Complex SQL Queries
Complex SQL queries benefit from Presto’s distributed, parallel, in-memory processing architecture and cost-based optimizer. And with Presto’s federation capabilities even more complex queries can be unleashed on multiple data sources in a single query.
To ensure optimum performance with complex queries Presto has features like dynamic filtering which can significantly improve the performance of queries with selective joins by avoiding reading data that would be filtered by join condition.
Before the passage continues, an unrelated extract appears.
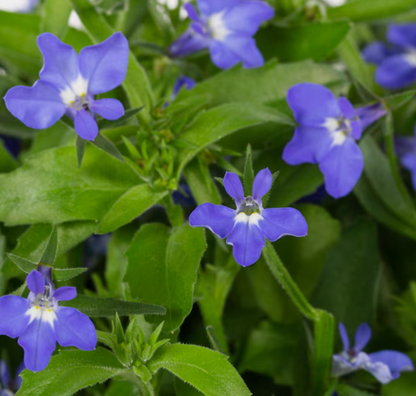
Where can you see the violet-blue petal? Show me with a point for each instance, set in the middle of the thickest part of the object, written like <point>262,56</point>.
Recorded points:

And the collection of table statistics using ANALYZE tablename is highly recommended.
Complex SQL features and functions are used when advanced calculations are needed, or when many tables (perhaps from multiple sources) are to be joined, when dealing with nested or repeated data, dealing with time-series data or complex data types like maps, arrays, structs and JSON, or perhaps a combination of all these things.
Presto’s ANSI SQL engine supports numerous advanced functions which can be split into the following categories – links to the PrestoDB documentation are provided for convenience:
- Functions for JSON and other complex data types – https://prestodb.io/docs/current/functions/json.html
- Advanced aggregation techniques – https://prestodb.io/docs/current/functions/aggregate.html
- Window functions – https://prestodb.io/docs/current/functions/window.html
- Array and map functions – https://prestodb.io/docs/current/functions/array.html and https://prestodb.io/docs/current/functions/map.html
- Lambda expressions to assist with nested data – https://prestodb.io/blog/2020/03/02/presto-lambda
- Geospatial – https://prestodb.io/docs/current/functions/geospatial.html
- Sampling – https://prestodb.io/docs/current/sql/select.html “Table Sampling” section.